Linear Stochastic Systems A Geometric Approach To Modeling Estimation And Identification 2015th Edition Anders Lindquist by Anders Lindquist, Giorgio Picci 9783662457498, 3662457490 instant download after payment.

 Maximizes reader insights into stochastic modeling, estimation, system identification, and time series analysis
Reveals the concepts of stochastic state space and state space modeling to unify the idea
Supports further exploration through a unified and logically consistent view of the subject
This book presents a treatise on the theory and modeling of second-order stationary processes, including an exposition on selected application areas that are important in the engineering and applied sciences. The foundational issues regarding stationary processes dealt with in the beginning of the book have a long history, starting in the 1940s with the work of Kolmogorov, Wiener, Cramér and his students, in particular Wold, and have since been refined and complemented by many others.

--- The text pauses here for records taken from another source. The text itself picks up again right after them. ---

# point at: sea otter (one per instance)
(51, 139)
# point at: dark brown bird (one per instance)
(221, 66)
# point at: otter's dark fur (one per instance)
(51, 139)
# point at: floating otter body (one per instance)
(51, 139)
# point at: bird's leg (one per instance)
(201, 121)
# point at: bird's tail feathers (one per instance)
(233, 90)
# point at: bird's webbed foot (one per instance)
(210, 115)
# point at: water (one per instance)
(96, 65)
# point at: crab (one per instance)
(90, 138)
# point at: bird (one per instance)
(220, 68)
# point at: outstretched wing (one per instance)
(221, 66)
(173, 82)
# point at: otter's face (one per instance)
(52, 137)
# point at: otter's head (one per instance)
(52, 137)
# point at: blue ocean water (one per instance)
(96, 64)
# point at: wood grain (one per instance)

Problems concerning the filtering and modeling of stationary random signals and systems have also been addressed and studied, fostered by the advent of modern digital computers, since the fundamental work of R.E. Kalman in the early 1960s. The book offers a unified and logically consistent view of the subject based on simple ideas from Hilbert space geometry and coordinate-free thinking. In this framework, the concepts of stochastic state space and state space modeling, based on the notion of the conditional independence of past and future flows of the relevant signals, are revealed to be fundamentally unifying ideas. The book, based on over 30 years of original research, represents a valuable contribution that will inform the fields of stochastic modeling, estimation, system identification, and time series analysis for decades to come. It also provides the mathematical tools needed to grasp and analyze the structures of algorithms in stochastic systems theory.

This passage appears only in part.